Detection of RNA modifications from Oxford Nanopore direct RNA sequencing reads (Liu*, Begik* et al., Nature Comm 2019)

GNU General Public License v2.0

112 stars 31 forks source link

Don't jumble column order in Epinano_Predict #119

Closed lvclark closed 2 years ago

lvclark commented 2 years ago

I noticed that although I gave --columns 7,9,11 to Epinano_Predict.py, the output file name contained the string mis.del.q_median.MODEL, which has the column names in a different order. I looked at the source code and noticed that the column numbers were converted a set after sorting, which randomizes the order. I don't know if this would cause a problem with prediction (I hope not but it makes me very nervous!) but I thought I would at least submit a pull request for your review.

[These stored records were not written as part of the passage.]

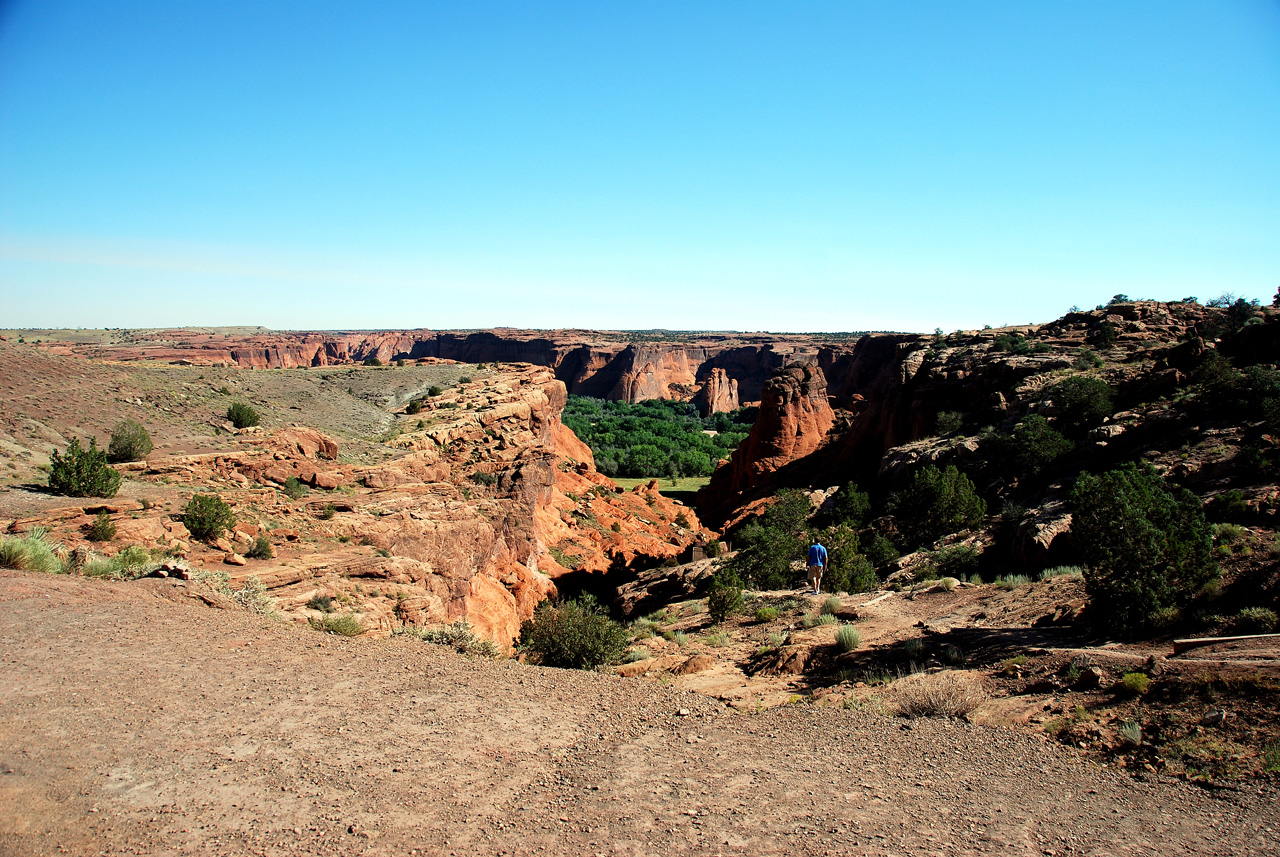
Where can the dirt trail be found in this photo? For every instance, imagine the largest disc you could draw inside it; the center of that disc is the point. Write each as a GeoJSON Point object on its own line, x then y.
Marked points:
{"type": "Point", "coordinates": [135, 720]}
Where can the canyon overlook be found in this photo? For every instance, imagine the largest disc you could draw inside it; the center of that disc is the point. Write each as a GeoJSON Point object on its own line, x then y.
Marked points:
{"type": "Point", "coordinates": [720, 371]}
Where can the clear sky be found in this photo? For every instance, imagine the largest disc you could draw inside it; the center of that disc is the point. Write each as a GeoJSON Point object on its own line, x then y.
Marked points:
{"type": "Point", "coordinates": [900, 165]}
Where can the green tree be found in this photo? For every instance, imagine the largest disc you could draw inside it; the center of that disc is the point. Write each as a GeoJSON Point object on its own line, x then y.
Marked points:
{"type": "Point", "coordinates": [936, 503]}
{"type": "Point", "coordinates": [1082, 402]}
{"type": "Point", "coordinates": [574, 635]}
{"type": "Point", "coordinates": [129, 441]}
{"type": "Point", "coordinates": [206, 516]}
{"type": "Point", "coordinates": [242, 416]}
{"type": "Point", "coordinates": [1147, 546]}
{"type": "Point", "coordinates": [725, 596]}
{"type": "Point", "coordinates": [82, 472]}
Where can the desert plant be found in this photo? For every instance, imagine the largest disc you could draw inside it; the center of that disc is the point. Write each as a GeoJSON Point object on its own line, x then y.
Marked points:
{"type": "Point", "coordinates": [260, 549]}
{"type": "Point", "coordinates": [1256, 621]}
{"type": "Point", "coordinates": [206, 516]}
{"type": "Point", "coordinates": [937, 695]}
{"type": "Point", "coordinates": [82, 472]}
{"type": "Point", "coordinates": [103, 527]}
{"type": "Point", "coordinates": [129, 441]}
{"type": "Point", "coordinates": [572, 635]}
{"type": "Point", "coordinates": [725, 596]}
{"type": "Point", "coordinates": [936, 503]}
{"type": "Point", "coordinates": [848, 638]}
{"type": "Point", "coordinates": [1134, 683]}
{"type": "Point", "coordinates": [30, 553]}
{"type": "Point", "coordinates": [321, 603]}
{"type": "Point", "coordinates": [293, 489]}
{"type": "Point", "coordinates": [1082, 402]}
{"type": "Point", "coordinates": [1147, 548]}
{"type": "Point", "coordinates": [461, 637]}
{"type": "Point", "coordinates": [347, 624]}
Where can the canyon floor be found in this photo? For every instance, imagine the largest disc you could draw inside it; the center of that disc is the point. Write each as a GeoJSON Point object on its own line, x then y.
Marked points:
{"type": "Point", "coordinates": [136, 719]}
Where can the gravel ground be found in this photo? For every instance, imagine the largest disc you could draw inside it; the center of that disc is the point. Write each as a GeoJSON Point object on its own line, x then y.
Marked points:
{"type": "Point", "coordinates": [133, 719]}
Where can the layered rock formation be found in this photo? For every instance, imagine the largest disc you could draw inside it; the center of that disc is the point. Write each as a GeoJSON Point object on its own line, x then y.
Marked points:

lvclark commented 2 years ago

Update: I tested this on my dataset. Using the version of the script docker image, 100% of the sites were predicted to be modified. Using the docker image with a local copy of my modified script, 14% of the sites were predicted to be modified. So this seems like a major bug because the variables from the prediction set were not being correctly matched to variables from the model.

lvclark commented 2 years ago

Possibly related to #83 ?

Huanle commented 2 years ago

I assumed it would not make difference as the combination of features stays the same. But your results showed the opposite. So i will test it again. Thanks a lot for bringing that to my attention.